Science educators are particularly concerned about the removal of evolutionary theory. A chapter on biodiversity and a chapter on ‘Why do we get sick’ have been removed from the curriculum, usually for students aged 14-15 in Class 9. Darwin’s Contributions to Evolution, How Fossils Formed, and Human Evolution have all been removed from the Genetics and Evolution chapter for students in class 10. That chapter is now simply called “Inheritance”. Evolution is essential to understanding human diversity and “our place in the world,” Joshi says.

In India, grade 10 is the last year to teach science to all students. Only students who choose to study biology during her last two years of education (before college) will learn about this subject.

Joshi says the curriculum revision process lacks transparency. But in the case of evolution, “more and more religious groups in India are taking an anti-evolutionist stance,” he says.
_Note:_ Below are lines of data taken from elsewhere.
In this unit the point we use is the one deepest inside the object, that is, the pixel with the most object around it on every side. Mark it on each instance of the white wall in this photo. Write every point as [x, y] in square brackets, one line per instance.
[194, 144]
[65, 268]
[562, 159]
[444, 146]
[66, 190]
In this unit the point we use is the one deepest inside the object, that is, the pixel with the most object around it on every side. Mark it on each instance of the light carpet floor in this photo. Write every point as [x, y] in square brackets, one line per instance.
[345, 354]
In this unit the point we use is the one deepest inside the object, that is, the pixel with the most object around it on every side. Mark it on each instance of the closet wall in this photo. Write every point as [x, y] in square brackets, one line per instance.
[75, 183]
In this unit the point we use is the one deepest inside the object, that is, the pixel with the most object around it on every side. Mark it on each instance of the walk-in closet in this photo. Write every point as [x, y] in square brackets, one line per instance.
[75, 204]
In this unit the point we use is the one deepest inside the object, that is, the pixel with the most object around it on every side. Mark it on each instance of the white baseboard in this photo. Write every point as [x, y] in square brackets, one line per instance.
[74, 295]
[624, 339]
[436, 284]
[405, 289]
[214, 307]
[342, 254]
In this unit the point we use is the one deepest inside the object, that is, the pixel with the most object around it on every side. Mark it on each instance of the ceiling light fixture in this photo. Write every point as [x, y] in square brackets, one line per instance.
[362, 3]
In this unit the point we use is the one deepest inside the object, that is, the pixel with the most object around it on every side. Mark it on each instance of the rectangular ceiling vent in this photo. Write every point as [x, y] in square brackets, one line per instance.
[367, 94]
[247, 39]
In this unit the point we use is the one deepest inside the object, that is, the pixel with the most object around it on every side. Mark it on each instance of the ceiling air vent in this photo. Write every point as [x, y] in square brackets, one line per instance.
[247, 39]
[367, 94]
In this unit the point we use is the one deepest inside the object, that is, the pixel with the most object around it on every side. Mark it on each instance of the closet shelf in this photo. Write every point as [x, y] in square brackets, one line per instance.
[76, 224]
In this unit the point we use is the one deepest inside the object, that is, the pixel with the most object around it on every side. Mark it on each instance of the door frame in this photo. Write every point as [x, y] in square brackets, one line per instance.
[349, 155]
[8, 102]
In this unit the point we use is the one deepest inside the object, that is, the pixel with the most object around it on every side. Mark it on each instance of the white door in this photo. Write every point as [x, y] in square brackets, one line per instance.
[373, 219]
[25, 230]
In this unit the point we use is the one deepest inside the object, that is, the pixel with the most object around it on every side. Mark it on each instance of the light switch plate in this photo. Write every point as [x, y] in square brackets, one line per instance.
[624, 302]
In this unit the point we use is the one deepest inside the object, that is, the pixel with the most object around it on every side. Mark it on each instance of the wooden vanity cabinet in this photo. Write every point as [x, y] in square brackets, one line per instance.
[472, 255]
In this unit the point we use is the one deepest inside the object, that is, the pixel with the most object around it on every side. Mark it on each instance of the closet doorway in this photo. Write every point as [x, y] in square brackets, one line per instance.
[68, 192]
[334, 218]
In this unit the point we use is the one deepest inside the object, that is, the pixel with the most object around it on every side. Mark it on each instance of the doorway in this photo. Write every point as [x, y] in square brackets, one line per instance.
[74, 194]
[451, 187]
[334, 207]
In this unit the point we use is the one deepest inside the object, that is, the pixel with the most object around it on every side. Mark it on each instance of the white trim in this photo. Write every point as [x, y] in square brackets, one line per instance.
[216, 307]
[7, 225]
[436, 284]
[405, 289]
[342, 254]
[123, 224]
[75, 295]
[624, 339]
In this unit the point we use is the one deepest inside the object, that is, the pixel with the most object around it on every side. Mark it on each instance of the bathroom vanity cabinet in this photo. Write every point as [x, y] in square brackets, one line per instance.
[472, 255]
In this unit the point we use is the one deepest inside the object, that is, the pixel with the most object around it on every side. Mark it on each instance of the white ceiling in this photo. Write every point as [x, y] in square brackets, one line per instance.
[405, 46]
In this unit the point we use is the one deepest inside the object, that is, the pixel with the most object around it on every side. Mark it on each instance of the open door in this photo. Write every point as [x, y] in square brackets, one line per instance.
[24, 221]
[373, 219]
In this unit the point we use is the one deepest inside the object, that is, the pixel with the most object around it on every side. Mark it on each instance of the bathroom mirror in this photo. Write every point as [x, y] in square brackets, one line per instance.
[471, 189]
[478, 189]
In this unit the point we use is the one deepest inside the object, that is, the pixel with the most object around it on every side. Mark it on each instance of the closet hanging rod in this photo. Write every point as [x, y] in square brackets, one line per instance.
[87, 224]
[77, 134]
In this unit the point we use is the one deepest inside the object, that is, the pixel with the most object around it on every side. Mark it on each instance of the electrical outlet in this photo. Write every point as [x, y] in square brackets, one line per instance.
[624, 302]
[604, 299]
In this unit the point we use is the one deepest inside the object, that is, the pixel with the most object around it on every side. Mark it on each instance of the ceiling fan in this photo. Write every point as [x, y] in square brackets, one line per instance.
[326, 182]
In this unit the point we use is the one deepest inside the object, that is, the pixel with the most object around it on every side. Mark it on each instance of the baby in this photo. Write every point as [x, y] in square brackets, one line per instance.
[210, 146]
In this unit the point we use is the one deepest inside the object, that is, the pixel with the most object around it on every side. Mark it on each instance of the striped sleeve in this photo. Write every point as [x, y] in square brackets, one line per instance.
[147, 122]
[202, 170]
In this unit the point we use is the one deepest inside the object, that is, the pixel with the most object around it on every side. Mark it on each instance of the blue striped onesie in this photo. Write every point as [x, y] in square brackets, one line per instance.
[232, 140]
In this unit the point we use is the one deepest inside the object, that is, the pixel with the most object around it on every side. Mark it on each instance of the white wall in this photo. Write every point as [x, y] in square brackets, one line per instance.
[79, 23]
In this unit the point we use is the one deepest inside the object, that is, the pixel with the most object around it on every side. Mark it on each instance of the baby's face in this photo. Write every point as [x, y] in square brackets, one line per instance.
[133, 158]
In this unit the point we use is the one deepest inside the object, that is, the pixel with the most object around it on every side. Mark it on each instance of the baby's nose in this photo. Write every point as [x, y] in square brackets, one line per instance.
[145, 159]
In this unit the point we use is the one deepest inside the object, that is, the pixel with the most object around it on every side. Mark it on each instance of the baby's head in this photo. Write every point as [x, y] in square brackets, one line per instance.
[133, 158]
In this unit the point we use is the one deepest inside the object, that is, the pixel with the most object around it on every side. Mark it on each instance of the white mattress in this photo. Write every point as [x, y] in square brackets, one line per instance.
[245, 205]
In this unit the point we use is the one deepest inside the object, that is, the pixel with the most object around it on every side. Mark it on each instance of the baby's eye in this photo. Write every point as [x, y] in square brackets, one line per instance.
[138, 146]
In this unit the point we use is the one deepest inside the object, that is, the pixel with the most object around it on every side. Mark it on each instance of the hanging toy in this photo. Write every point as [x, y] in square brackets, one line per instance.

Some members of the public believe that the theory of evolution is irrelevant outside academic institutions.

Aditya Mukherjee, a historian at Jawaharlal Nehru University in New Delhi, said the curriculum change was a result of the Rashtriya Swayamsevak Sang (RSS), a mass-member volunteer organization with close ties to India’s governing Bharatiya Janata Party. said to be driven by RSS feels that Hinduism is under threat from other religions and cultures in India.

In India, “there is a movement away from rational thinking and against Enlightenment and Western thinking,” said Mukherjee, a historian at Jawaharlal Nehru University who collaborated with Mukherjee on a study of RSS’s impact on school textbooks. Researcher Sucheta Mahajan added. Evolution contradicts the story of creation, Mukherjee added. History is the main target, but “science is one of the victims,” ​​she added.